I do that with some thermal epoxy we encapsulate boards in - otherwise the cure time is weeks.
Toaster oven in the garage this time of year, out on the back porch otherwise.

Not to hijack the thread... but...

CR... do you use any specific epoxy for this or just standard 2 part epoxy? I have some RC boat parts that will be load bearing (boom vang and others) that will get wrapped tightly in twine and epoxied for reinforcement. last season, the epoxy never cured right (mismix on the 2 part and length of time), but other parts of the setup will be sensitive to heat (wood and plastic).

Here's what I'd try to extend the servo shaft:

  1. First - take the servo apart; basically just the top off, then carefully remove the output gear - the design of the servo will influence this step, so be careful. If it doesn't look like it can be done, then you might need another method.

  2. Once you have the output shaft gear removed, get a piece of brass tubing slightly larger than the output shaft, from a hobby and crafts store (or similar); a snug fit on the shaft would be best. Cut a piece of the tubing off (using a tubing cutter), as long as you need for your axle.

  3. Fit the tube over the output shaft on the gear, then make a mark on the tubing about halfway between the end of the shaft and the end of the tubing.

  4. Remove the tube, then fit a piece of doweling inside the tube (you can get this at the hobby shop as well) - the dowel should be a snug, but not tight fit.

  5. Now - using your mark as a guide, take a small nail and use a hammer to "indent" the mark - don't hammer through it - you're just making a guide detent.

  6. Then - use a small drill (a hobby drill press would be best, but it can be done with a dremel tool and a small drill bit - provided you put the piece in a vice, and hold the drill perfectly vertical) to drill through the tube, dowel, and other side of the tube - the detent you made in step 5. Clean up any burrs from the drilling, and remove the dowel from the tube.

  7. Fit the tube over the end of the servo gear output shaft. Using the holes as a guide, drill through the shaft (slowly and carefully - don't rush it). The plastic should be soft enough to make this fairly easy.

  8. Remove the tubing from the shaft, then reassemble the servo with the now drilled gear output shaft.

  9. Replace the tubing over the output shaft, aligning the holds. Install a small pin (a small brad nail would work OK) through the hole.

There's the shaft extension. The tubing can serve as the axle; the brad keeps the tubing secured and rotating with the servo output shaft.
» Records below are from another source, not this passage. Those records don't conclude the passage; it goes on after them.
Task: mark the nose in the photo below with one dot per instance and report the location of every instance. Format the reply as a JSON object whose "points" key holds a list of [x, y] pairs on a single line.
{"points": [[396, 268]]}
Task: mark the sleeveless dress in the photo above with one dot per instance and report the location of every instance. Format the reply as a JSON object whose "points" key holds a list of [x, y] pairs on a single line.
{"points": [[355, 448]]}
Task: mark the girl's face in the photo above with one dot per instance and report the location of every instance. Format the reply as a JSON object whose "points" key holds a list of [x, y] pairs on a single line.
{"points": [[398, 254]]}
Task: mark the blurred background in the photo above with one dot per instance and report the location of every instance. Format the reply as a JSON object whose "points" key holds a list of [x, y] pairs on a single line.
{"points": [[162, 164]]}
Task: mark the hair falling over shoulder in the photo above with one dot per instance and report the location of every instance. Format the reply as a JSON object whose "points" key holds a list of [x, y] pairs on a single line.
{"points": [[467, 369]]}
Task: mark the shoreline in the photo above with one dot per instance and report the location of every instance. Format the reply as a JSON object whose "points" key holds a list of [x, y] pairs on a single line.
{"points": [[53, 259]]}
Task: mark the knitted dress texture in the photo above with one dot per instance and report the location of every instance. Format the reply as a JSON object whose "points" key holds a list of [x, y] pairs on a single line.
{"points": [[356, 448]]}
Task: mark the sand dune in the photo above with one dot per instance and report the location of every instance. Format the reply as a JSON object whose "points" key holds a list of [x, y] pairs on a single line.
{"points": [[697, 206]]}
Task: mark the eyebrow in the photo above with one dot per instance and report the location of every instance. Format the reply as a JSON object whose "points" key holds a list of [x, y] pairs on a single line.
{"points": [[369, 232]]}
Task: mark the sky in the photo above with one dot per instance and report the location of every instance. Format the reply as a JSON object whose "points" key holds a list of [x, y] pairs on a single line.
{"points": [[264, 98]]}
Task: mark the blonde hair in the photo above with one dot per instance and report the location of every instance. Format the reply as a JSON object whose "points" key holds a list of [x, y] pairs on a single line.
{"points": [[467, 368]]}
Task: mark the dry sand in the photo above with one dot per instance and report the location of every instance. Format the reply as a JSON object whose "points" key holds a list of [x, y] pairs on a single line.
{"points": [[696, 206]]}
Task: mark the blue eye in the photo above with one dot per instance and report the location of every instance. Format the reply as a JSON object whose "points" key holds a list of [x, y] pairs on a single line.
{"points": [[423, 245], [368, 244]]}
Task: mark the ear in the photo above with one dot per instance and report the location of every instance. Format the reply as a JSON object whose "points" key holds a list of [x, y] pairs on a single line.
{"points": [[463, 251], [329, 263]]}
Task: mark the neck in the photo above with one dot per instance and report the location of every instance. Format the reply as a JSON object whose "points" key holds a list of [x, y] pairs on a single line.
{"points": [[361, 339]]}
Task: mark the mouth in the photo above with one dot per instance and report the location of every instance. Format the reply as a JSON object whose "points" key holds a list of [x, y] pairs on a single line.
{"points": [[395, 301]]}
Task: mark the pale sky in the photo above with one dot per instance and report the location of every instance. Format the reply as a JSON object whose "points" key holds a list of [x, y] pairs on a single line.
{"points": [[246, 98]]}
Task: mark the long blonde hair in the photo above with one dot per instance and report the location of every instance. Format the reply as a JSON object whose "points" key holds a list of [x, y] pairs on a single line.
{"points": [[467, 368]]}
If you wanted a solid axle, shorten the tube (so only a cm or so extends away from the servo), and get a piece of brass rod (hobby store again) that will slip-fit inside the tubing. With the tubing off the servo, slip the brass rod inside the tubing slightly, then use a small torch to flow solder in the gap between the rod and the tubing (capillary action will draw the solder in). Let it cool, then re-attach the tube to the servo output shaft with the pin.